You can find the implementation here https://github.com/gualtierofrigerio/NetworkingExample/blob/master/NetworkingExample/DataHandler.swift
but first let’s see what is the function then we call to chain together multiple operations. You can find then in the Promise class
func then<P>(_ block:@escaping(T) -> Promise<P>) -> Promise<P> {
let thenPromise = Promise<P>()
observe { currentPromiseReturn in
switch currentPromiseReturn {
case .value(let val):
let promise = block(val)
promise.observe { result in
switch result {
case .value(let value):
thenPromise.resolve(value: value)
case .error(let err):
thenPromise.reject(error: err)
}
}
case .error(let err):
thenPromise.reject(error: err)
}
}
return thenPromise
}
It looks a little complicated, so let me explain what the function does. We have another generic type P, T is the generic type declared for the class Promise, while P is for that function alone. Why do we need two generic types? Because we can chain operations with multiple values involved. Think about our example, we get a Promise of type Data from the RESTClient then we want this data to become an array of Pictures, so we want a Promise of type [Picture], and after than we retrieve another Data and then convert it to another type and so on.

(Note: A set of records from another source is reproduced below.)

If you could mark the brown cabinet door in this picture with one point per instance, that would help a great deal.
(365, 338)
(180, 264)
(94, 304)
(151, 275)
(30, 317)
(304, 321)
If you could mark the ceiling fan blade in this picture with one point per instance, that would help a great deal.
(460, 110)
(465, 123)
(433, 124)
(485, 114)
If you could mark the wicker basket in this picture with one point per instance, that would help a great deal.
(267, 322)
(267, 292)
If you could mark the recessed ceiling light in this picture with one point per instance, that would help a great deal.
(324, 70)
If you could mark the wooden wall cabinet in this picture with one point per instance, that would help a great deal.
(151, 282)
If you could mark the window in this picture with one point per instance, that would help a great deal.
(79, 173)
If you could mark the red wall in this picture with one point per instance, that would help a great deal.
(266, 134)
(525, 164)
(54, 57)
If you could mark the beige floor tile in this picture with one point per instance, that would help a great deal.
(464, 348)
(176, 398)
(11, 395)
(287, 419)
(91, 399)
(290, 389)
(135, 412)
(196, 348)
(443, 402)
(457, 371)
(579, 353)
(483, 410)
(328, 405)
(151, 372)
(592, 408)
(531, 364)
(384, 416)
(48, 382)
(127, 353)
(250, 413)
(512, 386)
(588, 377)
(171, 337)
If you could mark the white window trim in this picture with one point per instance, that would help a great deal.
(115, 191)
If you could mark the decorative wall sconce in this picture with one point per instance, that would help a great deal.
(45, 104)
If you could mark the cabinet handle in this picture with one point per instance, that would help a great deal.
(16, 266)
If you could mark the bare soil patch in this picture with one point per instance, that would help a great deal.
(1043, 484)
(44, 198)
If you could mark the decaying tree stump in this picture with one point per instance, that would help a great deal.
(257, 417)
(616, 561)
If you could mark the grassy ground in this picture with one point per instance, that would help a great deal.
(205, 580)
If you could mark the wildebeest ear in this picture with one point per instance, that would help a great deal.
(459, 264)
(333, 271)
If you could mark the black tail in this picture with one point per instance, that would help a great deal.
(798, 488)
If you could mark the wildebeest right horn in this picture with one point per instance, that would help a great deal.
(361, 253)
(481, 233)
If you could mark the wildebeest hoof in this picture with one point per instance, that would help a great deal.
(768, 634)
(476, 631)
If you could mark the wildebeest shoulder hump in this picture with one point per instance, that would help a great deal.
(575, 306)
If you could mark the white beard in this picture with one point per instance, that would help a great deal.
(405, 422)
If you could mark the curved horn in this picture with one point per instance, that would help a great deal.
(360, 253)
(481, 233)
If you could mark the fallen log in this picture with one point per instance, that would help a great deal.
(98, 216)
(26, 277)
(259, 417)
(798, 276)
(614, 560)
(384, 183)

So the function then takes a closure as parameter, returning a new Promise, and the function itself returns a Promise of the same type. A new promise of type P is created, then observe is called to wait for the current promise to be fulfilled or rejected. The parameter passed to this function returns a promise itself, so we can observe that and finally resolve or reject the new promise of type P we created at the beginning. This is maybe the most complex part of the class, and I hope you can grasp the concept. As I said it wasn’t clear at all to me until I started writing my own implementation and made it work, so I suggest trying it out, for example by taking my Promise.swift file and add to your own project and use it to chain operations together.
There are some good frameworks you can find on GitHub to implement Future and Promise, those are some of them:
https://github.com/freshOS/then
https://github.com/mxcl/PromiseKit
https://github.com/vadymmarkov/When
My example was quite simple, but take a look at some of this project to find out more ways to use promises. For example you can have a .error or .onError functions at the end of multiple .then so you can have a single place to deal with an error, or a .finally called at the end of all the chained operations.
A closing note: I think promises are great when you need to perform multiple operations and chain then, as you can avoid the nested callback hell we saw in the example. You’re still dealing with asynchronous code, and nothing magic is happening, you still have to observe the value and provide a callback eventually, but at least at an higher level the code looks way nicer and clean.